ちょっと気になったので書き込みさせていただきます。



KissDigital N との解像度比較でFZ30の方がきりっと解像

しているとの事ですが、私の目にはどう見てもKissD方が解像しているように見えます。

FZ30の方はシャープネスを強くかけているので一見きりっと見えますが

細部がつぶれているんじゃないでしょうか?



画像右上の切り出しで見てみると、窓の上のパイプ状の物に2本横線が入っているようですが

FZ30の方は1本はほとんどつぶれてますがKissDの方は

2本ちゃんと写ってますね。

また、壁に走る横線も、FZ30の方は細部がつぶれて1本の線に見えますが、

KissDの方は細部まで描写しているのでちゃんと立体的に見えます。

オリジナル画像をダウンロードして見てみても、FZ30は線が太く、KissDの方が繊細な描写に見えます。

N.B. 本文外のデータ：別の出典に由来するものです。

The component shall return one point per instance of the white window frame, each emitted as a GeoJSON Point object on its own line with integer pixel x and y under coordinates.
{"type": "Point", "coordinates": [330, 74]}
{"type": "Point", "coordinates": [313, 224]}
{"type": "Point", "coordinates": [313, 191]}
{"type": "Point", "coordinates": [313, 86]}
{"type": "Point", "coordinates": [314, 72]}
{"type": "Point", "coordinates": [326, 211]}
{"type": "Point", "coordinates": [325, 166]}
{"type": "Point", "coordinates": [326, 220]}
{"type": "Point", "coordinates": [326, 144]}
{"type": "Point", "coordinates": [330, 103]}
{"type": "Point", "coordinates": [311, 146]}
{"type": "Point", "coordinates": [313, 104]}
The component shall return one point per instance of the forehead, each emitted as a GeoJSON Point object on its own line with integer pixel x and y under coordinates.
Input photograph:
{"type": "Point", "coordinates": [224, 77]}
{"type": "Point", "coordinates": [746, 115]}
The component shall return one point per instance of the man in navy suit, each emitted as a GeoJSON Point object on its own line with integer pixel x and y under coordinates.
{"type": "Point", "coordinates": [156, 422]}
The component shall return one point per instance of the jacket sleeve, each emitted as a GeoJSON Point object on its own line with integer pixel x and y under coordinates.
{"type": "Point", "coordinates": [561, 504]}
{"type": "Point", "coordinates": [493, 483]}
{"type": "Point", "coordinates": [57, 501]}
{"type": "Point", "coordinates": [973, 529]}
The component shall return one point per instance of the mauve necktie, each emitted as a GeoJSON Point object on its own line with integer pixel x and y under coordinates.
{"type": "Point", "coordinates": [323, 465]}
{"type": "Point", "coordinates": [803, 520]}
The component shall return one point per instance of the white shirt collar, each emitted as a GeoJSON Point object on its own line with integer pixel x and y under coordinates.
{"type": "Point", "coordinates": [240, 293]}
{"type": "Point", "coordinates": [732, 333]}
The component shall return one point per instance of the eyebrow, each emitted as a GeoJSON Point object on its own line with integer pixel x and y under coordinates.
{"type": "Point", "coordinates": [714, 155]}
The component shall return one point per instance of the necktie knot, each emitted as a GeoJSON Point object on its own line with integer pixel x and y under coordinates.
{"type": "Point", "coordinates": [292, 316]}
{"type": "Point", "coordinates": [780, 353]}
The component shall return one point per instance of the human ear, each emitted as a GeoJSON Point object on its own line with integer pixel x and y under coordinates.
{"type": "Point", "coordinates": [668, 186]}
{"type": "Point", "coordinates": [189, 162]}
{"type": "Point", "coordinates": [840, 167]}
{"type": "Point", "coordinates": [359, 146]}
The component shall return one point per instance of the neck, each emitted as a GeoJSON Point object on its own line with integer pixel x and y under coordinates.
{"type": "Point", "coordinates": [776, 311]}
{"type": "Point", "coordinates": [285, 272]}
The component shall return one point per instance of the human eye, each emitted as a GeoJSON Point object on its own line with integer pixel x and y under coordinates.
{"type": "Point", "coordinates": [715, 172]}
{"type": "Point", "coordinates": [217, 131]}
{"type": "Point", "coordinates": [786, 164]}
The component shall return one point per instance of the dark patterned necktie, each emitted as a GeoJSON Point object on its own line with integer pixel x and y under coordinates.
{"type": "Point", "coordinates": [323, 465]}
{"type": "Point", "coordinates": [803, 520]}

もっともKissDの方のレンズもあまりほめられたものじゃなく、確かに

周辺は流れているようですが…



あ、私、カメラ歴2年未満の初心者ですので、もし間違ったこと言ってたらごめんなさいです。

Unknown (nighthead)
2005-08-20 17:51:17
Baysideさん、ご指摘ありがとうございます。



ご指摘の部分はおっしゃるとおりだと思いましたので、記述を改めさせていただきました。ありがとうございます。